# Cattleya Eximia (C. warneri x C. purpurata)



## tomp (Sep 8, 2021)

Here is a bit of eye candy for the warneri, purpurata, floppy form, lip lovers among us. Six flowers on one inf with NS of 18 cm. Fragrant too!


----------



## Happypaphy7 (Sep 8, 2021)

Wow~ I love purpurata anything and this one is no exception!
Is it a big plant? The flower count is great!! I bought a seedling of this cross a couple of years ago. Now big enough to bloom I think. The currently emerging growth will hopefully give me flowers in the next spring/summer.
is warneri a late summer/fall bloomer??


----------



## monocotman (Sep 8, 2021)

Just fantastic! Lovely thing!
these have so much hybrid vigour. Six flowers in a species is very uncommon.
David


----------



## tomp (Sep 10, 2021)

Happypaphy7 said:


> Wow~ I love purpurata anything and this one is no exception!
> Is it a big plant? The flower count is great!! I bought a seedling of this cross a couple of years ago. Now big enough to bloom I think. The currently emerging growth will hopefully give me flowers in the next spring/summer.
> is warneri a late summer/fall bloomer??





Happypaphy7 said:


> Wow~ I love purpurata anything and this one is no exception!
> Is it a big plant? The flower count is great!! I bought a seedling of this cross a couple of years ago. Now big enough to bloom I think. The currently emerging growth will hopefully give me flowers in the next spring/summer.
> is warneri a late summer/fall bloomer??
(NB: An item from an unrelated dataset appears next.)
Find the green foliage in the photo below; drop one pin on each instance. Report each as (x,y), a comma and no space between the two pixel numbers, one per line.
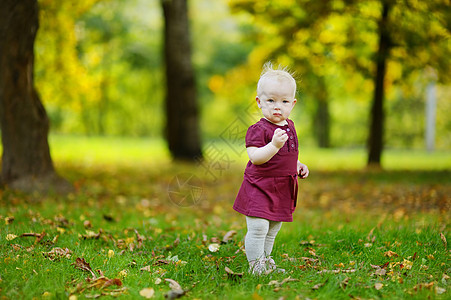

sorry for slow reply. The plant is typical purpurata size with respect to height however the leaves seem broader, more like warneri shape. Also warneri tends to be late summer early fall bloomer for me. Glad to know there are a few of us big Catt fans still out there.


----------



## Ozpaph (Sep 12, 2021)

like a super purpurata


----------



## JustinR (Sep 12, 2021)

Really semi alba, well done!


----------



## Brabantia (Sep 13, 2021)

Primary hybrid I like ! Beautiful !!


----------